Using 2FA means that in addition to your password, the system you are trying to access must verify your identity through other means. The fastest and most common 2FA method is to authenticate using a mobile code.
Once your password is verified, the system will send a code to your mobile device and show you an authentication code. You must enter this code into the system before gaining access. This greatly increases the security of your system.
Tip: There are many 2FA systems available on the market. If you are using WordPress, there are a few free ones you can try, like Google Authenticator.
Conclusion: Speak Softly and Carry a Big Stick:
Although I've provided 10 examples of web hosting security best practices here, there are many more and some may involve more than one item that you can do or pay attention to to improve. This is why it can be difficult for website owners to keep track of everything, especially if that is not their main business.

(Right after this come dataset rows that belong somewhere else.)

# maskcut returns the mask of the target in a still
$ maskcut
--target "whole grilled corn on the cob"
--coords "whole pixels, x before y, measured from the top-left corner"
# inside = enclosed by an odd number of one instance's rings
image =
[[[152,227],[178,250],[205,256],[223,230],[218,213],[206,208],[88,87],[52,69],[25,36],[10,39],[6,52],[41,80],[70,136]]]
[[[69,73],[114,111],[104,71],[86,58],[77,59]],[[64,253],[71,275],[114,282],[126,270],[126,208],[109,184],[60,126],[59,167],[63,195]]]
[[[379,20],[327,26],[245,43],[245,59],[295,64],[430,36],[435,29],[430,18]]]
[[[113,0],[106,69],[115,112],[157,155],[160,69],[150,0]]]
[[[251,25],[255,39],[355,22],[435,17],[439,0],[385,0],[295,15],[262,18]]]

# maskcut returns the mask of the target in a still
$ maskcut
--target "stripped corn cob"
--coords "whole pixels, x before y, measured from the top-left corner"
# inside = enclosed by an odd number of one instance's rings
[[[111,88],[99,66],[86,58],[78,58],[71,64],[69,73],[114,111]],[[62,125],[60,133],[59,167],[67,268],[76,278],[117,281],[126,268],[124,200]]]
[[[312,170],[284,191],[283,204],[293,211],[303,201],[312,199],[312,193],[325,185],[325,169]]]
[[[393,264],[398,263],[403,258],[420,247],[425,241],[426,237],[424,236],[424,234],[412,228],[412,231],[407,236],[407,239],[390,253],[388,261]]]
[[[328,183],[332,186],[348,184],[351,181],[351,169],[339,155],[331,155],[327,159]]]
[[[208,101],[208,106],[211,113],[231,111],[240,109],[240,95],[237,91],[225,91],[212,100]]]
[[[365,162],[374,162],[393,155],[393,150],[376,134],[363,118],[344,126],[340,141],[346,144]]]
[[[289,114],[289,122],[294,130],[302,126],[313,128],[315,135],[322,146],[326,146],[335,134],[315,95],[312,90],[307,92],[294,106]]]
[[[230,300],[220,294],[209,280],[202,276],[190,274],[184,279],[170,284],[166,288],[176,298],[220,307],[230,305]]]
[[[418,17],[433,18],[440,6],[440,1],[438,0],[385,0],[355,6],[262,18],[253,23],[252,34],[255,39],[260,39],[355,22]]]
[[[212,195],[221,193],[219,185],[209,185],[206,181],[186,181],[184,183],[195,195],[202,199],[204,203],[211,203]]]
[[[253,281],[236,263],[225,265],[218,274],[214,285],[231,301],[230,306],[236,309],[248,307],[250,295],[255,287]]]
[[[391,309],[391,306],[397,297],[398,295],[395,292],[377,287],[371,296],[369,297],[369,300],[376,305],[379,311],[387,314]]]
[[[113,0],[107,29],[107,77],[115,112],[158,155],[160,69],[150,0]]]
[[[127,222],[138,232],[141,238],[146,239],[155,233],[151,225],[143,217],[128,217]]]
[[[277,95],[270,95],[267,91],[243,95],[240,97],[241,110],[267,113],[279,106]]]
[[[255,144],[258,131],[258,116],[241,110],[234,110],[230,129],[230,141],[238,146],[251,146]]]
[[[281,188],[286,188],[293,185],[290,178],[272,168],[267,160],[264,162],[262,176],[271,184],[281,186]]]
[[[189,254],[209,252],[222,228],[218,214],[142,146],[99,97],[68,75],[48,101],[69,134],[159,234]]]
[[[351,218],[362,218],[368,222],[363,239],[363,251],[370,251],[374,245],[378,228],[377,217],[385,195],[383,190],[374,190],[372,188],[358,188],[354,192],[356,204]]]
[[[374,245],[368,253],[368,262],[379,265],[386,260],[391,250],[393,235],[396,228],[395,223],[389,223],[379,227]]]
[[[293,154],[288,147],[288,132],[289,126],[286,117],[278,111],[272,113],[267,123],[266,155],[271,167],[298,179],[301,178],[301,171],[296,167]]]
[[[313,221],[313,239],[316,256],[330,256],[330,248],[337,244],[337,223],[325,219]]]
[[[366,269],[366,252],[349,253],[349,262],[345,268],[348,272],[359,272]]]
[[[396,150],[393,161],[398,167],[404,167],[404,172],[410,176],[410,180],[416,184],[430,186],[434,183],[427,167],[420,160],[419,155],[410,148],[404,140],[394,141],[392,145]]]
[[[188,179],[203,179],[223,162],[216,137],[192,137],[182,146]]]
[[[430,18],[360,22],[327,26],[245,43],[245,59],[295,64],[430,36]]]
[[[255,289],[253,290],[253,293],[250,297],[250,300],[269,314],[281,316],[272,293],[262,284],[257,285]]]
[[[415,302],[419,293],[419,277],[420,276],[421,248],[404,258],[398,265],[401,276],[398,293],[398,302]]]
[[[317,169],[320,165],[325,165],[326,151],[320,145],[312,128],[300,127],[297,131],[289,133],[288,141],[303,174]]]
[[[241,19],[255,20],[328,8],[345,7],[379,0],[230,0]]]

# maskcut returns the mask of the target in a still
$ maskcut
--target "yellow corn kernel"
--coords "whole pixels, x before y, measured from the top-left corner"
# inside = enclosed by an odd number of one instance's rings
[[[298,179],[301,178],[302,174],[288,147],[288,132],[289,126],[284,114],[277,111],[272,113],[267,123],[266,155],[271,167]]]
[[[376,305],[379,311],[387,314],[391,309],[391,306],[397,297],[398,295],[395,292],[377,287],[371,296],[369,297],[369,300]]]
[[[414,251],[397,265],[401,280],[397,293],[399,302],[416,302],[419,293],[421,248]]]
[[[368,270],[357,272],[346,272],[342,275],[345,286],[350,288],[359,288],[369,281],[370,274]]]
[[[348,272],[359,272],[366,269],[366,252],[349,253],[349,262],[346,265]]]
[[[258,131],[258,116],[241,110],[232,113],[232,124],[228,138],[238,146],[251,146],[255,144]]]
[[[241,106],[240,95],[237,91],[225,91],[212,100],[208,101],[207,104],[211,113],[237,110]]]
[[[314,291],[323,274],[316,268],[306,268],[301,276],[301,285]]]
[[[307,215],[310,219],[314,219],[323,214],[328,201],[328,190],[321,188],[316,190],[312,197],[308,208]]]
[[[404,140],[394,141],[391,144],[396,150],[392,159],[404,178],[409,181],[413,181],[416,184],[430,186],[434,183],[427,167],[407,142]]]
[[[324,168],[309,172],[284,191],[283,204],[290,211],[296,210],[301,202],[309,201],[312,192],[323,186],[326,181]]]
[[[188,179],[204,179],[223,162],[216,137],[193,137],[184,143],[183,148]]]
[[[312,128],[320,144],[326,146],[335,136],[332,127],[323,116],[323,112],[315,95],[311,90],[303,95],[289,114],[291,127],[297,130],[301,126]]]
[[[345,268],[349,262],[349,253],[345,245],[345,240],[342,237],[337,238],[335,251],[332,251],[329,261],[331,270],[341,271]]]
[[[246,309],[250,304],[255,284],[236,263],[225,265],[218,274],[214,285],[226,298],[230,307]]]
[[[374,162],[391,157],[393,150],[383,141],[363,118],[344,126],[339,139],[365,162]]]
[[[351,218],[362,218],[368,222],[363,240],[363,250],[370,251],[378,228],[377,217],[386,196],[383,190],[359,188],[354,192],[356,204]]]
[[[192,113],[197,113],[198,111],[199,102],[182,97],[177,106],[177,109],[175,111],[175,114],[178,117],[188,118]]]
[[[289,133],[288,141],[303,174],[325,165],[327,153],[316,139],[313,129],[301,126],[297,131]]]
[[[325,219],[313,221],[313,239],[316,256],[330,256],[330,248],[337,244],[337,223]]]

I recommend that you make a checklist in which you write down everything that needs to be monitored and separate it by frequency. For example, what items you need to check daily, weekly, or monthly. This will help you keep up to date.
Remember that it is not necessary to have perfect web security, it would be impossible. What you really need to do is make things as difficult as possible for any attacker to lose interest in your site and move on to easier choices.
As Teddy Roosevelt said, "Speak softly and carry a big club." Your security defenses are your great club, so to speak.